Ideologia prática e ideologia verbal
Um conceito que vale a pena ser compreendido com mais atenção é essa dissonância entre o que professamos e o que de fato vivemos. Às vezes isso é chamado de hipocrisia, mas nem sempre é. Em muitos casos, essa diferença é resultado de uma imposição da própria realidade. Uma coisa é aquele que declara valores apenas como aparência, e vive deliberadamente por outras regras. Outra coisa é aquele que realmente crê em determinados princípios, que tem um sistema de pensamento, uma ideologia, mas que, ao sair da teoria, dos livros, dos discursos, não consegue mais encaixar aquilo tudo na vida real.
Isso acontece porque todas as ideologias, sem exceção, são reducionistas. Elas dão conta apenas de uma parte da existência, de um recorte. Nenhuma ideologia é ampla o suficiente para abranger toda a complexidade da experiência humana. E por isso, quando se tenta aplicar determinada ideologia de forma integral e rígida no dia a dia, há um choque com a realidade. E ele é inevitável. Por isso, quando analisamos pessoas, discursos, comportamentos ou até líderes, precisamos lembrar que ninguém é a tradução prática da ideologia que professa.

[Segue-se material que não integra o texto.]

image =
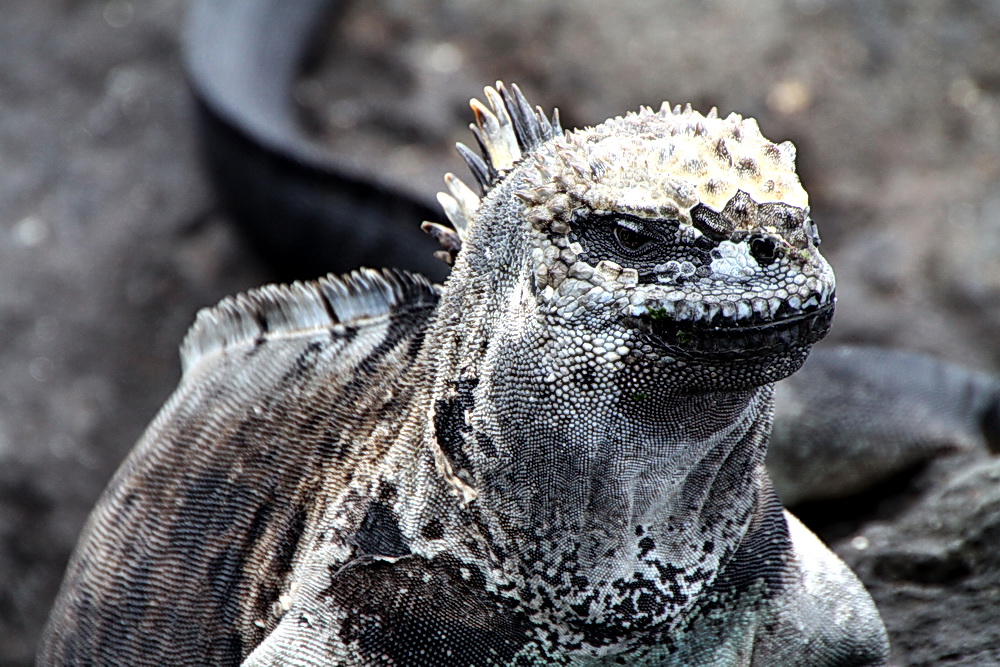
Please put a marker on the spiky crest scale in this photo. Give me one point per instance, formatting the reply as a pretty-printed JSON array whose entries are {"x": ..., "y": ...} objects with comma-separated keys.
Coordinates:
[
  {"x": 659, "y": 164},
  {"x": 276, "y": 310}
]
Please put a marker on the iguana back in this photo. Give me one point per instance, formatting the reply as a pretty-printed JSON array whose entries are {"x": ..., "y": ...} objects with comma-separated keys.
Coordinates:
[{"x": 556, "y": 459}]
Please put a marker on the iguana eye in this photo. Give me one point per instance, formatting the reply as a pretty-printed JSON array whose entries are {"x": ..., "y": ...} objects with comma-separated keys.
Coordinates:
[
  {"x": 631, "y": 240},
  {"x": 764, "y": 250}
]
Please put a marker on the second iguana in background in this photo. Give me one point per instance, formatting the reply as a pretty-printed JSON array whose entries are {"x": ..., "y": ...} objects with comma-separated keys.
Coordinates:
[{"x": 556, "y": 458}]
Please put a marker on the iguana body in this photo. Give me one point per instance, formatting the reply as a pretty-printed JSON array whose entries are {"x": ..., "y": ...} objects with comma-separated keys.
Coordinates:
[{"x": 555, "y": 458}]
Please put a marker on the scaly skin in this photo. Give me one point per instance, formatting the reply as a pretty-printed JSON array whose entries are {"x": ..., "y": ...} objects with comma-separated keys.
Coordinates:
[{"x": 559, "y": 460}]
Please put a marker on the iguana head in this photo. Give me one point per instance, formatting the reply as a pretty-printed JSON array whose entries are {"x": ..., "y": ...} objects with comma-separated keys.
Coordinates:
[{"x": 668, "y": 238}]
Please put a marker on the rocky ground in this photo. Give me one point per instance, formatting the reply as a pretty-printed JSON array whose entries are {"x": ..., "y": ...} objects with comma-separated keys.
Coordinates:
[{"x": 110, "y": 238}]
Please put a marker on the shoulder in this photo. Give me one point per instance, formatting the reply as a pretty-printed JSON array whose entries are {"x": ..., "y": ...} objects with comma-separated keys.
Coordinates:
[{"x": 281, "y": 392}]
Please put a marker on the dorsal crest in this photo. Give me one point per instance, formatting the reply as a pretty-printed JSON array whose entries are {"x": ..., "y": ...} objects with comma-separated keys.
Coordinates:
[
  {"x": 506, "y": 129},
  {"x": 280, "y": 310}
]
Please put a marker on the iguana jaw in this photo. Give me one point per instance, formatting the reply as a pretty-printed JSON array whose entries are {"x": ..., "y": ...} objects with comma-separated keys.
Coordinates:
[{"x": 736, "y": 340}]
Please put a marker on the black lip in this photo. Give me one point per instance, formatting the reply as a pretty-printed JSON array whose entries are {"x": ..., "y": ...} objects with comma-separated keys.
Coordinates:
[{"x": 698, "y": 340}]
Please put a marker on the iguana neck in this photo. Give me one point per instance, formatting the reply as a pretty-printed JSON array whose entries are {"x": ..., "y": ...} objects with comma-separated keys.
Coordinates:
[{"x": 606, "y": 468}]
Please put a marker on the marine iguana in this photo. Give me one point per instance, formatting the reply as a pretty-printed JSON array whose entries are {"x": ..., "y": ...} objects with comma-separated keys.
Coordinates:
[{"x": 554, "y": 458}]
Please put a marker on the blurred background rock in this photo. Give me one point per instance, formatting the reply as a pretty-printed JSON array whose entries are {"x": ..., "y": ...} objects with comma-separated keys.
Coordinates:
[{"x": 110, "y": 238}]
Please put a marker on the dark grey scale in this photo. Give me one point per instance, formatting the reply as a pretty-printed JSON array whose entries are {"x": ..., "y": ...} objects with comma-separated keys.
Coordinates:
[
  {"x": 641, "y": 244},
  {"x": 443, "y": 619}
]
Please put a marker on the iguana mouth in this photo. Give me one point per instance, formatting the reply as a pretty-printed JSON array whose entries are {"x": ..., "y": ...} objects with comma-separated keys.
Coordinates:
[{"x": 736, "y": 340}]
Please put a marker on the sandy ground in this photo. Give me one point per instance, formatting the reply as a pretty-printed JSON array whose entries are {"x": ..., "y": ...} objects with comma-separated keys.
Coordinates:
[{"x": 110, "y": 238}]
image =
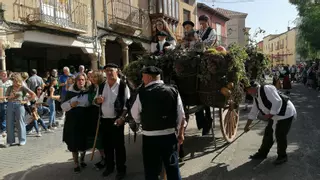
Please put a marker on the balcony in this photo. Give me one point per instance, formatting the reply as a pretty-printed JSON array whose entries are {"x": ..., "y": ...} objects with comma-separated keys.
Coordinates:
[
  {"x": 221, "y": 40},
  {"x": 64, "y": 15},
  {"x": 164, "y": 8},
  {"x": 124, "y": 15}
]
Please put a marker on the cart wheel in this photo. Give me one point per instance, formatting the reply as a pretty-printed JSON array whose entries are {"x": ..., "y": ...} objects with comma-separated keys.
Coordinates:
[{"x": 229, "y": 119}]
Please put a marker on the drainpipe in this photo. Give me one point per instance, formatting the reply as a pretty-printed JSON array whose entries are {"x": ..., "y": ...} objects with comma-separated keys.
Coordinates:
[{"x": 105, "y": 7}]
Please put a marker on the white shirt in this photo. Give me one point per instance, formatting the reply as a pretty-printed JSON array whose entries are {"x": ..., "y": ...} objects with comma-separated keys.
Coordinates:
[
  {"x": 110, "y": 96},
  {"x": 161, "y": 43},
  {"x": 5, "y": 86},
  {"x": 137, "y": 109},
  {"x": 275, "y": 99},
  {"x": 211, "y": 38}
]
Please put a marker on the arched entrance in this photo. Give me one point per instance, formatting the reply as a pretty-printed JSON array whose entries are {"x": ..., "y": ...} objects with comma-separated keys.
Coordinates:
[
  {"x": 114, "y": 52},
  {"x": 135, "y": 50}
]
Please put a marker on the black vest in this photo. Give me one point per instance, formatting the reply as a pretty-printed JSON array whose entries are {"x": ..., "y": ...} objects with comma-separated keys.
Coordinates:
[
  {"x": 159, "y": 107},
  {"x": 206, "y": 34},
  {"x": 268, "y": 104},
  {"x": 120, "y": 100}
]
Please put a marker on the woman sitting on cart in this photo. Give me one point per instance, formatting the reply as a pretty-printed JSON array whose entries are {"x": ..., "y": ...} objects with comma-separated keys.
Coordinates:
[{"x": 161, "y": 25}]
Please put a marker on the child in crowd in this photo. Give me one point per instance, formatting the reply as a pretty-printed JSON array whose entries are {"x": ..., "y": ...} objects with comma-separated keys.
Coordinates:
[{"x": 70, "y": 82}]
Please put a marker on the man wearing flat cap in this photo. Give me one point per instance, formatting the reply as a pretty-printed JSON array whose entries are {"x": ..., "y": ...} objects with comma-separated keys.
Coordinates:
[
  {"x": 112, "y": 97},
  {"x": 158, "y": 108},
  {"x": 190, "y": 35},
  {"x": 279, "y": 111},
  {"x": 207, "y": 34},
  {"x": 162, "y": 44}
]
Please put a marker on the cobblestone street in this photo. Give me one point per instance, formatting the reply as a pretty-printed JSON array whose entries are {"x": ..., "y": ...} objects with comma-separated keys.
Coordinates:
[{"x": 46, "y": 157}]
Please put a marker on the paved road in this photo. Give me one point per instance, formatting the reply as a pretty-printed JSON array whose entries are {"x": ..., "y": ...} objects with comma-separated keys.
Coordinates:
[{"x": 46, "y": 157}]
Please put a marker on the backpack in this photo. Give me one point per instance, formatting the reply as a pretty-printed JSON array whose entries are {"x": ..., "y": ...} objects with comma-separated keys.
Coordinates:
[{"x": 268, "y": 104}]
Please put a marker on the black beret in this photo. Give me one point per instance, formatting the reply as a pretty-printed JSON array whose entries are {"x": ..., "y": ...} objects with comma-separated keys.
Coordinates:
[
  {"x": 162, "y": 33},
  {"x": 111, "y": 65},
  {"x": 188, "y": 22},
  {"x": 152, "y": 70},
  {"x": 203, "y": 18}
]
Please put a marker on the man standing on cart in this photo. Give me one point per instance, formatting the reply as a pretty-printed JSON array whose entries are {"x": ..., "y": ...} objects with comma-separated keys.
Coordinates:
[
  {"x": 209, "y": 37},
  {"x": 159, "y": 109}
]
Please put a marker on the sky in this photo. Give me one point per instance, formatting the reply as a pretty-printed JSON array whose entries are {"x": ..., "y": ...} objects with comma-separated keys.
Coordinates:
[{"x": 273, "y": 16}]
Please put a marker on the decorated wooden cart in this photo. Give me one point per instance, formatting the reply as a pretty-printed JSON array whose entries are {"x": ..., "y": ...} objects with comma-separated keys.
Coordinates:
[{"x": 205, "y": 78}]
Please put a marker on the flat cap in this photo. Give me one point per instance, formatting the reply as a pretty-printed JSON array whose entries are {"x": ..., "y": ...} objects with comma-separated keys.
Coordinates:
[
  {"x": 111, "y": 65},
  {"x": 162, "y": 33},
  {"x": 152, "y": 70},
  {"x": 188, "y": 22}
]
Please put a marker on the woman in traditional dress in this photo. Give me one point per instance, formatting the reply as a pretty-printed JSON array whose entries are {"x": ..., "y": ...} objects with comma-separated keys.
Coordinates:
[
  {"x": 16, "y": 96},
  {"x": 74, "y": 132},
  {"x": 286, "y": 80},
  {"x": 162, "y": 25},
  {"x": 96, "y": 78}
]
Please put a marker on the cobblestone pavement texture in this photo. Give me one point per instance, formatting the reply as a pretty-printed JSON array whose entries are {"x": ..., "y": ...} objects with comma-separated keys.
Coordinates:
[{"x": 46, "y": 157}]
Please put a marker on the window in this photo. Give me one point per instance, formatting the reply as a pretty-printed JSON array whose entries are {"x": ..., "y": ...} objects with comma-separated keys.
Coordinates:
[
  {"x": 170, "y": 8},
  {"x": 218, "y": 30},
  {"x": 186, "y": 15},
  {"x": 173, "y": 2},
  {"x": 177, "y": 9},
  {"x": 160, "y": 9},
  {"x": 165, "y": 6}
]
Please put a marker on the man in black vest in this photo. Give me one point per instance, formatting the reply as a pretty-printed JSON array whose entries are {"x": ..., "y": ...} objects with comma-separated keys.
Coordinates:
[
  {"x": 279, "y": 111},
  {"x": 112, "y": 97},
  {"x": 159, "y": 109},
  {"x": 207, "y": 35}
]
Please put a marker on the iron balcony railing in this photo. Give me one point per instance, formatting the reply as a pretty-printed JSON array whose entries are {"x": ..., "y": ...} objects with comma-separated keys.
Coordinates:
[
  {"x": 64, "y": 14},
  {"x": 221, "y": 40},
  {"x": 125, "y": 14}
]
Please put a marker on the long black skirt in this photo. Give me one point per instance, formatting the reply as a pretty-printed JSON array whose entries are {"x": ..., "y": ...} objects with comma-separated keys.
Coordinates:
[{"x": 75, "y": 129}]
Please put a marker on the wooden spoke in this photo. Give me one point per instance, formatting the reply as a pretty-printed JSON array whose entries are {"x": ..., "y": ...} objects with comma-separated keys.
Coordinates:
[{"x": 229, "y": 120}]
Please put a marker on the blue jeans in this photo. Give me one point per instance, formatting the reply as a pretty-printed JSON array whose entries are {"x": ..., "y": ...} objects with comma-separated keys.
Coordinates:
[
  {"x": 16, "y": 113},
  {"x": 3, "y": 109},
  {"x": 43, "y": 110},
  {"x": 35, "y": 125},
  {"x": 52, "y": 116}
]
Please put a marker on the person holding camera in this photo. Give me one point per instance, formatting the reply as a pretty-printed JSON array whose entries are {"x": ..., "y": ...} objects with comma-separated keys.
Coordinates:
[{"x": 112, "y": 97}]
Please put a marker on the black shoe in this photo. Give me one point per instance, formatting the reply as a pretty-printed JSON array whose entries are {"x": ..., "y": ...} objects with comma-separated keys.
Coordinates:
[
  {"x": 258, "y": 156},
  {"x": 120, "y": 175},
  {"x": 83, "y": 164},
  {"x": 76, "y": 170},
  {"x": 100, "y": 165},
  {"x": 280, "y": 160},
  {"x": 107, "y": 173}
]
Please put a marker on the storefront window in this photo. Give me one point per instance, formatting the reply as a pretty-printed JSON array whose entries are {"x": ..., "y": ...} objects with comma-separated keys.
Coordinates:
[{"x": 160, "y": 8}]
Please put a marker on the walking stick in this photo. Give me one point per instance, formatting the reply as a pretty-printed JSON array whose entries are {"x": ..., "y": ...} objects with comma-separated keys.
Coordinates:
[{"x": 97, "y": 133}]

Um niilista pode ter uma família e fazer juras de amor à esposa e ainda assim continuar sendo niilista. O que uma pessoa defende intelectualmente não será sempre aquilo que ela consegue viver na prática, seja por limitações humanas, seja pelas contradições do mundo, seja pela simples falta de força para ser fiel a tudo que crê.
Dessa forma, é perigoso tanto invalidar alguém por suas ações práticas quanto exaltá-lo por elas. Não podemos dar ouvidos a argumentos que tentam defender ou condenar um líder apenas com base em atos pontuais, como se eles definissem completamente seu caráter ou suas crenças. Sim, é verdade que os frutos revelam a árvore, mas também é verdade que frutos isolados não definem o coração inteiro de uma pessoa. A árvore pode dar frutos bons num galho e podres em outro. E a vida humana é exatamente assim, cheia de contradições e complexidades. Entender isso não é justificar erros, mas é reconhecer que entre o ideal e a prática há um abismo que todos nós, em maior ou menor grau, enfrentamos.